Give your tools some TLC: 7 expert tips

Rusty, damaged or blunt tools slow down your job and give second-rate results. Luckily, a small investment in tool care will repay you many times over. Here are seven tips on how to keep your tools in good working condition.

  1. Keep some charcoal or a couple pieces of chalk in your toolbox. Either one will absorb moisture and reduce rust in your tools.
  2. Wipe a little light oil or multi-purpose lubricant on your saw blades before you put them away after use. The extra coating will keep the blades from rusting.
  3. Protect the edge of your handsaw with a piece of old garden hose or PVC pipe cut to the length of the saw and slit along its length. Starting at the back of the blade, slide the pipe over the edge of your saw to help it keep its keen edge. This cover will also keep any curious little hands safe.
  4. Learn how to sharpen your own chisels, planes, knives and shears. However, you should still have a professional sharpen tools with more complex or contoured edges (like router and drill bits, handsaws and circular saw blades). You should also leave sharpening carbide-tipped surfaces to the professionals.
  5. You can use your belt sander to rough-grind a tool. Fit your belt sander with a worn 120-grit aluminium oxide belt and have a helper hold the sander on its side on a mat of foam carpet padding. Make sure both of you are wearing safety goggles before the next step. Once you're both protecting your eyes, hold the tool you want rough ground against the belt.

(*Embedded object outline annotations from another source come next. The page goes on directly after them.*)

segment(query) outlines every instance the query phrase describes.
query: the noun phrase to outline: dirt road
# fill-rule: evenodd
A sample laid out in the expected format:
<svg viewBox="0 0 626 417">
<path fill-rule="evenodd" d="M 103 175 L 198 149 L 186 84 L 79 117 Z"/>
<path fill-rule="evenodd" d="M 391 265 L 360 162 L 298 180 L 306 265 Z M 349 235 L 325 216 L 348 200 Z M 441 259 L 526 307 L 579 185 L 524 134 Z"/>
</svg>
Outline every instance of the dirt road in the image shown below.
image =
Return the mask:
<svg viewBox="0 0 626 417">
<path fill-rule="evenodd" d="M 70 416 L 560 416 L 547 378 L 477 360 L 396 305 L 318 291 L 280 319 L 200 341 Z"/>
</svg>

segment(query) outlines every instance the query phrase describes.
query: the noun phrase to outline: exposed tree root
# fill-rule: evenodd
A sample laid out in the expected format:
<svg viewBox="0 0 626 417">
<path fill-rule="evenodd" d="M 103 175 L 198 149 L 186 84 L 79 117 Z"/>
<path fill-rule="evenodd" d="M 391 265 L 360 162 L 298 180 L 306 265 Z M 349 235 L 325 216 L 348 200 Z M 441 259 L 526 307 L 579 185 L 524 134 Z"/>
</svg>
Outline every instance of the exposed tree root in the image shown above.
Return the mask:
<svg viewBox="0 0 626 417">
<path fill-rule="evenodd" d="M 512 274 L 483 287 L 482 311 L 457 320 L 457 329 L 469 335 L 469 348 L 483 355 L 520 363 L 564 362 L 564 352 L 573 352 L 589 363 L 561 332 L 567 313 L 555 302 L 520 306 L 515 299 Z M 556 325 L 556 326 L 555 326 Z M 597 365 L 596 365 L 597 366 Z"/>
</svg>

Point the tool in the direction of the belt's movement so that it does not snag on the belt.
  6. Start sharpening a dull knife on a coarse stone, then finish sharpening it on a fine stone. Keep the blade lubricated, and move it to the right as you pivot and pull it. Repeat on the other side of the blade, pushing it away as you pivot. Be sure that you stroke the knife's alternate faces the same number of times, and keep the angle and pressure of your strokes consistent.
  7. Use a honing rod for sharpening long-bladed knives. Hold the rod motionless and start your sharpening with the base of the blade near the rod's handle. Move the length of the blade along the rod in an arcing motion. Just as with sharpening shorter knives, make sure that you stroke each side an equal number of times. Also keep the angle of the blade and the pressure you exert with each stroke constant.

Good tools are expensive to buy. Following these seven tips will help you pay a little extra attention to tool care and will keep them in great working order for years to come.